È per impedire tale piano che Prigozhin sarebbe tornato di corsa in Russia. L’intenzione era di incontrare Putin, una riunione che, secondo indiscrezioni del canale russo VchK-OGPU, sarebbe avvenuta nelle ore precedenti la sua morte, una possibilità smentita dal Cremlino. Secondo l’agenda ufficiale, tra il pomeriggio del 22 e la sera del 23 agosto, Putin avrebbe partecipato in video collegamento al vertice Brics di Johannesburg, incontrando poi a Mosca i governatori delle regioni occupate di Luhansk e Zaporizhzhia, prima di recarsi a Kursk per celebrare l’80esimo anniversario della vittoria sui nazisti. Insomma, secondo il Cremlino, non avrebbe avuto il tempo di incontrare Prigozhin. Ma l’indomani fu lo stesso Putin, incontrando il governatore della regione occupata di Donetsk Denis Pushilin, a confermare che il capo di Wagner era in Russia per motivi “istituzionali”. «Per quanto ne so, solo ieri è tornato dall’Africa e ha avuto incontri con diversi funzionari», rivelò.

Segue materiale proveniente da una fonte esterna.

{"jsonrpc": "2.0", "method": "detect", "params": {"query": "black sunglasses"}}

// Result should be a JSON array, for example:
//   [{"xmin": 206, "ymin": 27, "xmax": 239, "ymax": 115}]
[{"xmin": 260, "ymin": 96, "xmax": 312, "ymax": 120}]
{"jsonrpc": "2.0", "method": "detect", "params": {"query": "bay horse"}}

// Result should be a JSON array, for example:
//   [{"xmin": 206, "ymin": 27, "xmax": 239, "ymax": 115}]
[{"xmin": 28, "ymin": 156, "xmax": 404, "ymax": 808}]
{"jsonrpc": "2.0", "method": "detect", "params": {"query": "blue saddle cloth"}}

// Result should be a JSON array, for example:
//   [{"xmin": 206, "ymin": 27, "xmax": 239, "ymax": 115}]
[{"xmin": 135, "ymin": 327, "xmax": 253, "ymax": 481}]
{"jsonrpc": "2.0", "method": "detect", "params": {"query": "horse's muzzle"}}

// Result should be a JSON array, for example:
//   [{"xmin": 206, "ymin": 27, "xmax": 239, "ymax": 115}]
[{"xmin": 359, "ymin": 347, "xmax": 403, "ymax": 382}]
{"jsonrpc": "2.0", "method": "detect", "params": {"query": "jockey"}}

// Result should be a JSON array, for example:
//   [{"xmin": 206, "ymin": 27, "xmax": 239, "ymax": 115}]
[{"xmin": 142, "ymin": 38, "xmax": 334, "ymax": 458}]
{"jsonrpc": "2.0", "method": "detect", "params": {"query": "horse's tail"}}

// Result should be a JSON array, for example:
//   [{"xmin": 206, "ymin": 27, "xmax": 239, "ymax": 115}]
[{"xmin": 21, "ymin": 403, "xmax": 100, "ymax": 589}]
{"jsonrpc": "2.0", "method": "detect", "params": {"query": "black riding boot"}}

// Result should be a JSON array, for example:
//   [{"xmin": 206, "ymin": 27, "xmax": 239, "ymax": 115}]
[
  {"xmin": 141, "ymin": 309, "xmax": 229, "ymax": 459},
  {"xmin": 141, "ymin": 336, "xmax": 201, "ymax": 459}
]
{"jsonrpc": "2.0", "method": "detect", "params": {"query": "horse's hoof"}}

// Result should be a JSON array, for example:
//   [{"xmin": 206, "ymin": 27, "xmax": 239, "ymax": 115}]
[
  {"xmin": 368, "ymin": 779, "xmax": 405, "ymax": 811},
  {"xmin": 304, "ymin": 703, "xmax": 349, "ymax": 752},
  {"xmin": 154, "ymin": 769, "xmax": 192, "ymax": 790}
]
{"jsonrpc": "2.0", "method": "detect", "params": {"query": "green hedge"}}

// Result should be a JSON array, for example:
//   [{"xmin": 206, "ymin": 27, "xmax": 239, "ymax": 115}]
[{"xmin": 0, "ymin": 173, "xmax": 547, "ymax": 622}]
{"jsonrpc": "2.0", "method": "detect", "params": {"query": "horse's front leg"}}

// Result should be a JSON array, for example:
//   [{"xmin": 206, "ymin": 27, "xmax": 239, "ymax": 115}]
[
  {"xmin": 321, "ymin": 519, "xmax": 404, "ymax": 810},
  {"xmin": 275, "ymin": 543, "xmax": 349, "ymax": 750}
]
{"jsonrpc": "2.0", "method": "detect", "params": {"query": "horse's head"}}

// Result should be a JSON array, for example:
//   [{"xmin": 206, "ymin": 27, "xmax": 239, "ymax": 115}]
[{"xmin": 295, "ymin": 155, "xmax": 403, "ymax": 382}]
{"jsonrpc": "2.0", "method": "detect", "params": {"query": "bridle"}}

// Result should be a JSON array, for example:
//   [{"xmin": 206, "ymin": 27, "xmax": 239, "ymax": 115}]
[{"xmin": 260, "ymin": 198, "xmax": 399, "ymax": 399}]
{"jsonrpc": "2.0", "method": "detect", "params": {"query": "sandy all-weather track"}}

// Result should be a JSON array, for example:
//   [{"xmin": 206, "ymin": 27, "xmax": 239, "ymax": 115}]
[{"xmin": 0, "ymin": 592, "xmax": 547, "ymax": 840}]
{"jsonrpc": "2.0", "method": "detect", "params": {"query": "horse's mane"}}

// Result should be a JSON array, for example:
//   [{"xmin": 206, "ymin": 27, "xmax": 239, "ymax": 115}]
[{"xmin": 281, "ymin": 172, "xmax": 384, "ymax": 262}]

«Era un uomo dal destino difficile e ha commesso alcuni errori gravi nella sua vita, ma ha anche ottenuto risultati per se stesso e anche per il bene comune quando gliel’ho chiesto, come è successo negli ultimi mesi». Così Putin ha chiuso la vicenda umana e politica di Prigozhin. Come uno strumento, ormai non più utile.